Non si seppe mai da dove venne, né come colpì. Né come svanì. E, soprattutto, «non sappiamo se tornerà, sappiamo solo che li abbiamo risvegliati». Sono le parole, inquietanti ma ricche di speranza, del dottor Oliver Sacks, neurologo e autore di «Risvegli», libro pubblicato per la prima volta nel 1973 negli Stati Uniti, uscito in Italia sul finire degli anni Ottanta, declinato sul grande schermo in un film struggente diretto nel 1990 da Penny Marshall con un cast in cui spiccavano Robin Williams e Robert De Niro. La storia è quella della «malattia del sonno» o - per chi la definì scientificamente della cosiddetta «encefalite letargica», misterioso morbo che tra il 1917 e il 1927 colpì diverse persone.
Ad Harold Pinter si deve una versione teatrale dal titolo «A Kind of Alaska», mentre del tutto personale è la versione di Gabriele Calindri (nella foto) che oggi fino a domenica (venerdì e sabato ore 19.30, domenica ore 16.30, ingresso 15 euro, info al sito Factory32.it) va in scena, con il titolo originale «Risvegli», nel suggestivo spazio del Factory32 sui Navigli. «La prima volta che portammo questa pièce in teatro fu quasi in contemporanea con l'uscita del film, e siccome vi lavoravamo da mesi fummo stupiti dalla coincidenza con la pellicola, che fu poi un successo», spiega il regista («per caso», dice lui) Gabriele Calindri, doppiatore, dialoghista e figlio del grande Ernesto Calindri.
Portare in scena una storia così drammatica (i pazienti colpiti da virus caddero improvvisamente, o progressivamente come da conseguenza del morbo di Parkinson, in uno stato apparentemente catatonico) è senza dubbio sfidante per i nove attori in scena. «Pensando anche alla ricetta della spagnola "La Fura dels Baus" puntiamo su un'esercitazione tecnica di alto livello spiega Calindri . Può accadere anche che in scena un singolo personaggio venga interpretato nel corso del racconto da diversi attori.

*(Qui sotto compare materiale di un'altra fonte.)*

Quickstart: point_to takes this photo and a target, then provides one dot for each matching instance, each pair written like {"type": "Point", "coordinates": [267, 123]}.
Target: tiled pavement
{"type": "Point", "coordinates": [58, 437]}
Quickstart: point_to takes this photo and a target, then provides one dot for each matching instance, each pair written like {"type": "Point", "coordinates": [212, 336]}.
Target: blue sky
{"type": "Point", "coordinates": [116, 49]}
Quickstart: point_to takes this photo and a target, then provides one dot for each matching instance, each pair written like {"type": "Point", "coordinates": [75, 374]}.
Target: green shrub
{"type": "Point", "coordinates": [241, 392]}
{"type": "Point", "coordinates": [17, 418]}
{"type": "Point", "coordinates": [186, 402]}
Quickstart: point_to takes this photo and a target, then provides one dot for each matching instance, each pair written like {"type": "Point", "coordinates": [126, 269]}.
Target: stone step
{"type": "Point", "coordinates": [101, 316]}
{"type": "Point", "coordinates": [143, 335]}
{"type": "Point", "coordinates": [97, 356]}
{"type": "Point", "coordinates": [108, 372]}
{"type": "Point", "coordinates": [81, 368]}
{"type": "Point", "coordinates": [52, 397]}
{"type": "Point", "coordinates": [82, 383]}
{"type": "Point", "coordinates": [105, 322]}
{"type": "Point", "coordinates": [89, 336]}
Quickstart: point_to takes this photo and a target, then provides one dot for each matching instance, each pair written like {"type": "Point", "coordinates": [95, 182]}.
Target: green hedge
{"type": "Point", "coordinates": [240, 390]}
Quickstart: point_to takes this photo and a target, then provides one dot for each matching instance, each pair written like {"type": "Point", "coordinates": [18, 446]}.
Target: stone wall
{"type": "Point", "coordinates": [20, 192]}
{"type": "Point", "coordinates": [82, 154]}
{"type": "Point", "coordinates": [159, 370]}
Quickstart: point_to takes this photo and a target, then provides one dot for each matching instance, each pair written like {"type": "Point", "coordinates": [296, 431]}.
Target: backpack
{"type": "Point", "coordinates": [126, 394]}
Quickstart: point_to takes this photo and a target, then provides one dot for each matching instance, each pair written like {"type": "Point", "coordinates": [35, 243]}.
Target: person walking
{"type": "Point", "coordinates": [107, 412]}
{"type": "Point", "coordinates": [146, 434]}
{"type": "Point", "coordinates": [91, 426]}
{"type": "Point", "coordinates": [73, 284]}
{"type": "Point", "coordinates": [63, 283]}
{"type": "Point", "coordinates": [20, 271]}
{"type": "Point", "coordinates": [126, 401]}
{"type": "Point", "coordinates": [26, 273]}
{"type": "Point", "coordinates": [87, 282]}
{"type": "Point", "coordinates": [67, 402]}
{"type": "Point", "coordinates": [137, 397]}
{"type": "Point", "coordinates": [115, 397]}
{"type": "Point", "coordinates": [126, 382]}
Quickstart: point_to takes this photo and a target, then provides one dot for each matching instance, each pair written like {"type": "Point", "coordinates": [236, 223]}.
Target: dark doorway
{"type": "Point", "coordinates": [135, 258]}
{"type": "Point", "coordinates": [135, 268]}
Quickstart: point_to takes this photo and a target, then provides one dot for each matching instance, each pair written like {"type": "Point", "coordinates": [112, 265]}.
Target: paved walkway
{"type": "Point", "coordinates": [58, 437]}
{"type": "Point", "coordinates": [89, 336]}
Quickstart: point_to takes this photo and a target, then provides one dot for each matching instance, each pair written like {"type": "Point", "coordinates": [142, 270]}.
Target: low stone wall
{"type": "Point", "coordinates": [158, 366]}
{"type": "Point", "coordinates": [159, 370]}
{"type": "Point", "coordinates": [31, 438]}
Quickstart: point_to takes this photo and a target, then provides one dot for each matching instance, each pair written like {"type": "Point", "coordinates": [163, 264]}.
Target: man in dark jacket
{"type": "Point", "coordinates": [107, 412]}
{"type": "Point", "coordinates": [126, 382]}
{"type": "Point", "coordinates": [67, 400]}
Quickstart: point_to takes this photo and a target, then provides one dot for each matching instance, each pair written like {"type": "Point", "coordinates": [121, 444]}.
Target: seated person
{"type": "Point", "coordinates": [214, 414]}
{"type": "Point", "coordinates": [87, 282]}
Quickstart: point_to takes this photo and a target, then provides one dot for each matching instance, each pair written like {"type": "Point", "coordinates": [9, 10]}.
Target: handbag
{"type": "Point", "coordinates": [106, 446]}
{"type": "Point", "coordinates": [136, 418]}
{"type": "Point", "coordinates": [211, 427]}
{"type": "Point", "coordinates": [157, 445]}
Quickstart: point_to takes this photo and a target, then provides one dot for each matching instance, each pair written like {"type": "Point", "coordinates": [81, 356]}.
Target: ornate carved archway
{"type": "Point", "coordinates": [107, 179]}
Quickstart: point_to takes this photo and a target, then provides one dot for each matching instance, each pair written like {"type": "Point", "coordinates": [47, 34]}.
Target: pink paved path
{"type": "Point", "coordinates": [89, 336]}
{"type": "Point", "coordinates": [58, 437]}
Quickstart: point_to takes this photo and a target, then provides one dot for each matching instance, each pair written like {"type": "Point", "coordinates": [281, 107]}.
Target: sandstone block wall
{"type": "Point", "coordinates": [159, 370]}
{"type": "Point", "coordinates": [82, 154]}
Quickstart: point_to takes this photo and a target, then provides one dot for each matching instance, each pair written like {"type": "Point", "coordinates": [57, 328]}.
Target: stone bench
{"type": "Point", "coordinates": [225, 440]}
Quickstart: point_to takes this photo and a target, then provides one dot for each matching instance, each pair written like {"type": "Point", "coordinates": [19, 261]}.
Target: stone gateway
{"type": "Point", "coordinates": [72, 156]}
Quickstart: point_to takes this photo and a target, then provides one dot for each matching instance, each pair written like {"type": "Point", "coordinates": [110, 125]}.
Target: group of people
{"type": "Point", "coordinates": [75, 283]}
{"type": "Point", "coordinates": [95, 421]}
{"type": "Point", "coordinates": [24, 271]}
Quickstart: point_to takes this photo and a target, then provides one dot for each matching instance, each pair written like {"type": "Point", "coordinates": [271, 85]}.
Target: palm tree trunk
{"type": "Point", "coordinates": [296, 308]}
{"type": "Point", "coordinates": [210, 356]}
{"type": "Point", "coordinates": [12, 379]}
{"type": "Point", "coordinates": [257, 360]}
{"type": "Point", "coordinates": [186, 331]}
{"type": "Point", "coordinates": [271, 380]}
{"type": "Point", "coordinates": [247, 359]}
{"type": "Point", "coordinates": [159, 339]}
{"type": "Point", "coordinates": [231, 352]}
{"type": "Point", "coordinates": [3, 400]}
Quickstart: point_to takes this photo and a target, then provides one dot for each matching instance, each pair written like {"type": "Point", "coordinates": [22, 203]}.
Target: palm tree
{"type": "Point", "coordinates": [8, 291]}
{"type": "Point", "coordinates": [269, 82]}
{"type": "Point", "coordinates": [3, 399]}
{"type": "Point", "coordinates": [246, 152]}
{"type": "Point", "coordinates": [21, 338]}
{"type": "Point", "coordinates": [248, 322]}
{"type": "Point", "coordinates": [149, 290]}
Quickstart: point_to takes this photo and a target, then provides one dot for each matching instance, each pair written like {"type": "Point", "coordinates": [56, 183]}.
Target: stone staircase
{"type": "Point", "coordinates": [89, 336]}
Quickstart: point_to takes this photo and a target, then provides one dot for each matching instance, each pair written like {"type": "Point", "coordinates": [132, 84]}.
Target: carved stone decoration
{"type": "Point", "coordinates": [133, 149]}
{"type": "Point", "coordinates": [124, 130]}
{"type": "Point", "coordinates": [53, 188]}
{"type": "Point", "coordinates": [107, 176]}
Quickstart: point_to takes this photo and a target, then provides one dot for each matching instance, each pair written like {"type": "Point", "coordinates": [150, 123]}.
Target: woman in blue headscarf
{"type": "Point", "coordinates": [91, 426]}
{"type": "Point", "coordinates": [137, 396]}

L'idea è quella di riprodurre un vortice emotivo nel quale gli attori raccontano mescolandosi di continuo, alternandosi nel ruolo di pazienti, medici, infermieri e parenti. A occupare lo spazio è davvero la storia collettiva.
«La storia di questa malattia è una mia ossessione spiega Calindri - Sono da sempre attratto dai casi di perdita di coscienza o di controllo: questo morbo faceva dormire le persone mentre continuavano a vivere. Ci sono storie sconvolgenti, di pazienti apparentemente addormentati che però riuscivano ad afferrare una palla da baseball se gli veniva lanciata addosso, o di persone rimaste catatoniche per quarant'anni, risvegliandosi in un mondo radicalmente mutato, dove le loro relazioni non esistevano più». La scenografia di «Risvegli» è minimalista: «Un letto, sedie che entrano e escono dalla scena, giochi di luci emotivi, non serve altro spiega ancora il regista . In un certo modo rievochiamo la scrittura di Oliver Sacks, un autore che prediligo per la sua asciuttezza e la sua capacità davvero unica di non esprimere giudizi su alcun protagonista, né positivo né negativo che sia. Lui sa chinarsi su ogni caso umano.
È per questo che la mia speranza è che chi vedrà il nostro "Risvegli" possa davvero immergersi, se ancora non l'ha fatto, nella bibliografia di Oliver Sacks, a cominciare da opere straordinarie come «L'uomo che scambiò sua moglie per un cappello» e «Musicofilia - Racconti sulla musica e il cervello».